The Truth About Acai Berry
by John Romaniello

Unless you’ve been hiding under a rock for the past 3 years, you’ve hard of this “magical” berry. Every time you open a magazine, there it is, looking at you all seductively. You can’t read anything related to diet or fat loss without it showing up.

So let’s get the facts all straightened out.

To put it in terms that are more interesting—at least to me—Acai (pronounced ah-sigh-ee), is sort of like the Kim Kardashian (pronounced card-ASS-ee-in) of the anti-oxidant world; that is, they’ve both been around for a while, but until about two or three years ago, no one really knew about it.

Then, seemingly out of nowhere, Acai (and Kim) exploded into the mainstream.

Acai started dating rappers, showing up at all the best parties, and that —coupled with the release of the infamous Acai Sex Tape—made sure everyone wanted a piece of this, er…robust fruit. And its juices. Oh boy.

Better than berries.

Over the past several months especially, it seems like every where you look, every entertainment medium from trashy magazines to Oprah is talking about Acai and Kim K. Since you probably know all about the latter, let’s talk a bit about the former.

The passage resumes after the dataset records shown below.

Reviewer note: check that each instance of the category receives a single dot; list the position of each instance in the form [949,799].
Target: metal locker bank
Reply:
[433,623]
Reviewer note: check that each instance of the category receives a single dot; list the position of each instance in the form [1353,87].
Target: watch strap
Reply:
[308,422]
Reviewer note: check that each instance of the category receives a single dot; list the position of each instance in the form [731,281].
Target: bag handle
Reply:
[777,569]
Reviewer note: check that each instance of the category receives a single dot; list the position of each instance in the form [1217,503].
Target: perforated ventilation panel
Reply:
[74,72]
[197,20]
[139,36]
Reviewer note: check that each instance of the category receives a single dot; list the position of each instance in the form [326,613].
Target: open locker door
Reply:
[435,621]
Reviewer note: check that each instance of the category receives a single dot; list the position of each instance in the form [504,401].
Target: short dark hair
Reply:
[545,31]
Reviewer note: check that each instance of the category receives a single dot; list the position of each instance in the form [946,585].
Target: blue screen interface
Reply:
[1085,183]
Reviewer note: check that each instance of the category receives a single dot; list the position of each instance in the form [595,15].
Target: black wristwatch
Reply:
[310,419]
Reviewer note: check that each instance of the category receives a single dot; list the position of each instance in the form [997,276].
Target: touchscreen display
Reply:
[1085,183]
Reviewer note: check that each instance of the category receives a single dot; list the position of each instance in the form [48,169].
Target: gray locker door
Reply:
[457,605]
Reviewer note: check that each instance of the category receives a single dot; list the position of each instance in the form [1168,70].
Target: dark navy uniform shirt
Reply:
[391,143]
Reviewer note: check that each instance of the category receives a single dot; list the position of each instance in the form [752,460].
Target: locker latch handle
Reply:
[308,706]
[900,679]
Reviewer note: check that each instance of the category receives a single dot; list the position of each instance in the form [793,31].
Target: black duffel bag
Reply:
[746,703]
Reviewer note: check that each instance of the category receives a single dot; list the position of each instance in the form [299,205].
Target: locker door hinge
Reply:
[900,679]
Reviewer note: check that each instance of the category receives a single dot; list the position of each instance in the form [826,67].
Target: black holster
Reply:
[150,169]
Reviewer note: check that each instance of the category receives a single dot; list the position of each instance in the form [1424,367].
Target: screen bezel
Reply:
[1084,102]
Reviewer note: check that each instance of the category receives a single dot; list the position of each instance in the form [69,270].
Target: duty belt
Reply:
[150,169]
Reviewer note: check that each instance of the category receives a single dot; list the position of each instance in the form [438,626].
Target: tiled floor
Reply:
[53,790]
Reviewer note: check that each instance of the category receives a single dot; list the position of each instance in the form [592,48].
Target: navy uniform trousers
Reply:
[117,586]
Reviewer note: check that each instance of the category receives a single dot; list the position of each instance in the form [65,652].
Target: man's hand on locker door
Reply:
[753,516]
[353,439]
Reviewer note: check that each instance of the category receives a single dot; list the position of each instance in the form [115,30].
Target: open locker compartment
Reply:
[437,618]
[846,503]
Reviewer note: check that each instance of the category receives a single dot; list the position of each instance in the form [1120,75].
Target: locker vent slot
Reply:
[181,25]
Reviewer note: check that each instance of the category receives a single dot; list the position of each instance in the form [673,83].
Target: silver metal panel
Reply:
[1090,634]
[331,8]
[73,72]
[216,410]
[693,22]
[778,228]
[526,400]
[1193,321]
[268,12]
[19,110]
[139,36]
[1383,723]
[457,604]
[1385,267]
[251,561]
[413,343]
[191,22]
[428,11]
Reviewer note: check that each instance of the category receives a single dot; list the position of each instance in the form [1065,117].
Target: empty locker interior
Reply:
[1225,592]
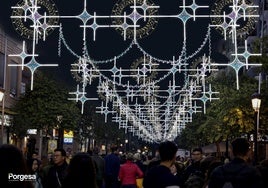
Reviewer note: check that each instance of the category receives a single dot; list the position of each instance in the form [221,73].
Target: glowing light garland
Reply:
[151,97]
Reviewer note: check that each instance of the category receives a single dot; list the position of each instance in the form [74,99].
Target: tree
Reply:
[44,108]
[230,116]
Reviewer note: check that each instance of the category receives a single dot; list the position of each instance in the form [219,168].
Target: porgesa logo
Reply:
[21,177]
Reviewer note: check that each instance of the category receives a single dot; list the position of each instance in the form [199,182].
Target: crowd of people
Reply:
[164,170]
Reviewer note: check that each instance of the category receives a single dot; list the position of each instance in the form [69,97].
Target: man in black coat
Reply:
[58,171]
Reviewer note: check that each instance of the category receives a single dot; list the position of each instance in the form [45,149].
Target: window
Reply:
[13,80]
[2,70]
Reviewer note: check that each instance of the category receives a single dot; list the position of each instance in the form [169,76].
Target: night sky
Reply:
[164,42]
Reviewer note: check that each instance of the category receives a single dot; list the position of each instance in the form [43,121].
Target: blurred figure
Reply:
[12,164]
[160,176]
[112,166]
[58,171]
[81,172]
[177,169]
[237,173]
[99,163]
[35,169]
[194,168]
[129,172]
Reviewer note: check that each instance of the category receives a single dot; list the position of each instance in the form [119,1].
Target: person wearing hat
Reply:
[129,172]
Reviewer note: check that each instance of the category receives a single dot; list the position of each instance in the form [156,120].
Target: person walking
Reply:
[35,169]
[112,166]
[12,164]
[129,172]
[237,173]
[58,171]
[81,172]
[99,163]
[160,176]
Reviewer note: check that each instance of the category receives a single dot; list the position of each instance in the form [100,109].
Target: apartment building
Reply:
[13,81]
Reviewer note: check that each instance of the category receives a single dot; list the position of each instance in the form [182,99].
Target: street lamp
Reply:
[2,95]
[256,104]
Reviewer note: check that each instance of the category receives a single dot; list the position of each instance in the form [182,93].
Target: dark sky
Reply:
[164,42]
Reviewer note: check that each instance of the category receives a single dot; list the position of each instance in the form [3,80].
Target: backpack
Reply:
[195,180]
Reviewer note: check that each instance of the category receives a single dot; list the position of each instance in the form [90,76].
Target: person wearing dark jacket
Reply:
[58,171]
[237,172]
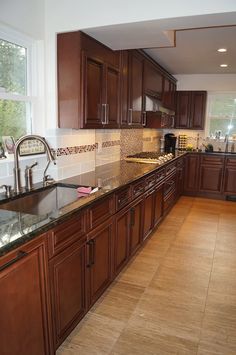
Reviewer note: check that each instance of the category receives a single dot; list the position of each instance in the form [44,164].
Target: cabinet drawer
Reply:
[138,188]
[212,160]
[66,233]
[100,211]
[123,197]
[170,169]
[150,181]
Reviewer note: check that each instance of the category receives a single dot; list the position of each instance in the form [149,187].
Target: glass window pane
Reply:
[14,118]
[222,114]
[13,68]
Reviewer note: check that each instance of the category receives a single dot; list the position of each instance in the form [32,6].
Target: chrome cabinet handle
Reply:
[130,118]
[21,254]
[144,118]
[107,113]
[104,113]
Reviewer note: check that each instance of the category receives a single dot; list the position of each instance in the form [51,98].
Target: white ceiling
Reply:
[195,48]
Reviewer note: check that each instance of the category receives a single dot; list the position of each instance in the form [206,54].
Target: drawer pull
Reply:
[132,217]
[21,254]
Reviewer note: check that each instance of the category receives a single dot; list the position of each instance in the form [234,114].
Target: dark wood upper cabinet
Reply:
[25,310]
[169,93]
[190,109]
[153,80]
[88,83]
[135,87]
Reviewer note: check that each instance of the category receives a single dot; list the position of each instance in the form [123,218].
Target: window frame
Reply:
[209,95]
[17,38]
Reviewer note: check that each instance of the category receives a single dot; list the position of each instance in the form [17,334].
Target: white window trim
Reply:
[209,93]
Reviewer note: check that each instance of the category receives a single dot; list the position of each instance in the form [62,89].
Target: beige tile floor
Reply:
[176,296]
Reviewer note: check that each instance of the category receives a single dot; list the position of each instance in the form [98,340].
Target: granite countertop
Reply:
[18,227]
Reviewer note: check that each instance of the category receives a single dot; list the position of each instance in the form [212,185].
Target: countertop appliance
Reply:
[149,157]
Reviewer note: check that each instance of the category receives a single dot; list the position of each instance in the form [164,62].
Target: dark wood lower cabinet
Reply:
[211,179]
[136,226]
[148,214]
[121,244]
[158,204]
[68,289]
[25,312]
[229,184]
[99,260]
[191,179]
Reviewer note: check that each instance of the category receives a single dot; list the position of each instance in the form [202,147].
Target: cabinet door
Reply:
[230,176]
[67,271]
[112,109]
[158,204]
[121,245]
[198,107]
[183,109]
[211,178]
[23,298]
[153,80]
[191,184]
[94,108]
[148,214]
[135,226]
[180,178]
[230,180]
[99,260]
[135,114]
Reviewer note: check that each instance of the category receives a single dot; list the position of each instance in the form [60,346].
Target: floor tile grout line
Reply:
[213,257]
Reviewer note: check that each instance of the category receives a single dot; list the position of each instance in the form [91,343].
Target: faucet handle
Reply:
[48,180]
[7,190]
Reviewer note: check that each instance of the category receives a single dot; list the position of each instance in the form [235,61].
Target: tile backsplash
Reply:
[81,151]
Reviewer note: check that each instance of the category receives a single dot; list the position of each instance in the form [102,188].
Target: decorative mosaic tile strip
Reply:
[76,150]
[110,143]
[84,148]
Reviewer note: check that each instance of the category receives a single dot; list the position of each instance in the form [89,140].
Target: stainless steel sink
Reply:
[43,202]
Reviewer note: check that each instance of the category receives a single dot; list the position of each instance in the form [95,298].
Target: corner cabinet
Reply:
[25,311]
[190,109]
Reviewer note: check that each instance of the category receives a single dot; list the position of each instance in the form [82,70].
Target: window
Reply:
[15,99]
[221,115]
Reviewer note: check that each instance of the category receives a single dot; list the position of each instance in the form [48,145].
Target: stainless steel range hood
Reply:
[158,116]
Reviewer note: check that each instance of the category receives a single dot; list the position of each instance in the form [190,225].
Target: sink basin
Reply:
[43,202]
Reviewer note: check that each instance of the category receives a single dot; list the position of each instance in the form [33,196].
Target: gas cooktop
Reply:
[150,157]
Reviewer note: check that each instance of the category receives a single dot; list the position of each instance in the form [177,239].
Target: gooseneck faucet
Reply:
[50,158]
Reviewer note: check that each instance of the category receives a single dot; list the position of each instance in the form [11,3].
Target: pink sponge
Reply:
[84,191]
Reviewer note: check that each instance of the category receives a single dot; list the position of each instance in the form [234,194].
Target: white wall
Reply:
[209,82]
[26,16]
[69,15]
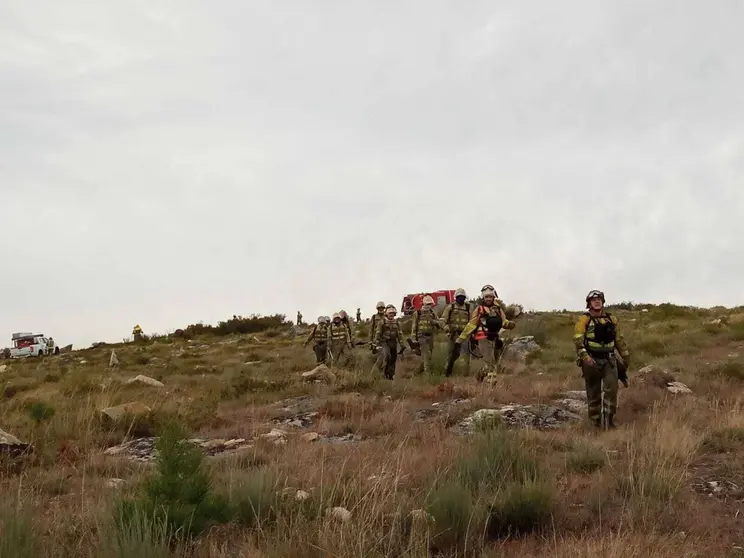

Before we go ANY FURTHER, let’s just put it out on the table and talk about what Acai is NOT:


* Acai is not a fat-burner.
* Acai is not going to make in you instantly slim
* Acai does not burn, trim, tighten, or firm
* Acai does not suppress appetite
* Acai is not a cure-all, or a quick fix
* Acai will not give you a bigger penis, harder erections, or more stamina

That should about cover what it’s not.

So the question is, if Acai doesn’t perform any of the aforementioned (awesome) tasks, then what the hell does it do, and why is everyone making a big deal about it?

Grown from the acai palm (a.k.a. euterpe), acai berries are a fruit native to Central and South America where they are both regularly available and consumed. In North America, acai has more recently made its way into fruit juice blends and nutritional supplements, with the mo st potent form being freeze dried powder derived from the fruit’s skin and pulp. The preliminary research on acai has been promising, particularly with regards to the fruit’s antioxidant properties.

Acai has been shown to:

THE GOOD STUFF (backed by actual science!):

* be abundant in many vitamins B1, B2, B3, C, and E
* possess high concentrations of the free radical scavenging anthocyanins cyandin 3-glucoside and cyanidin 3-rutinoside
* yield the highest oxygen radical absorbance capacity (ORAC) value of any fruit
* high activity20against superoxide, peroxil, peroxynitrite and hydroxyl radicals
* inhibit inflammatory cyclooxygenase enzymes COX-1 and COX-2; enzymes important in both acute and chronic inflamation
* stimulate production of macrophages, white blood cells extremely important to the immune system
* be potentially effective for anti-cancer supplementation due to activation of caspase-3, an enzyme important in apoptosis

Acai is certainly a super berry, super fruit, super antioxidant, super-any-way-you-look-at-it food.

So Acai is, after all, pretty cool–just not as cool as the supplement ads make it seems.

For fighting free-radicals and overall oxidative stress, you’re not going to find much out there that’s better as a singular addition to your diet or supplement article; however, it’s really important to note that most people eating healthfully probably don’t have to worry too much.

If you want to supplement with Acai for health benefits, the research is definitely. However, if you’re looking for a fat-burning aid, look elsewhere.